Artificial Music Intelligence

Artificial Music Intelligence
Topic
Expressive and Interactive Music Performance via Machine Learning
Date & Time
Tuesday, May 10, 2016 - 10:00 - 11:00
Speaker
Gus Xia
Location
Room 1150

As both a computer scientist and a musician, Gus Xia designs intelligent systems that understand and extend human musical expression. To "understand" means to model the musical expression conveyed through acoustic, gestural, and emotional signals. To "extend" means to use this understanding to create expressive, interactive, and autonomous agents, serving both amateur and professional musicians.  In particular, Xia creates interactive performers that are able to perform expressively in concert with humans by learning musicianship from rehearsal experience. Xia's study unifies machine learning and knowledge representation of music structure and performance skills in an HCI framework. In this talk, Xia will go over the learning techniques and present robot musicians capable of playing interactively with humans while generating facial and gestural expressions. At the end, Xia will show the potential impacts of this study on the future of music appreciation, performance, and education.

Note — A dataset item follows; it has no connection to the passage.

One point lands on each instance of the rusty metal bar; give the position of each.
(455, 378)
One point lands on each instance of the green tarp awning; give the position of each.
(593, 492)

Gus Xia is completing his Ph.D. in the Machine Learning Department at Carnegie Mellon University where he studies Machine Learning and Computer Music. His interdisciplinary research on Artificial Music Intelligence connects with Machine Learning, Computer Music. HCI, and Robotics. His papers have been published in top conferences and journals in Computer Music and Intelligent Systems, including NIME, ISMIR, AAMAS, and Computer Music Journal. In 2010, he received his undergraduate degree in Information Science with a minor in Psychology at Peking University. He is also a professional DI and XIAO (Chinese flute and vertical flute) player and currently a soloist of the Pitt Carpathian Ensemble. Prior to that, he was the prime soloist of the Chinese Music Institute (CMI) in Peking University, where he also served as the president and assistant conductor. His research lies in the intersection of Machine Learning, HCI, Robotics, and Computer Music. His representative works include human-computer interactive performances, autonomous dancing robots, smart music displays, and large-scale content-based music retrieval.

Keith Ross, Dean of Engineering and Computer Science, is the faculty host of this talk.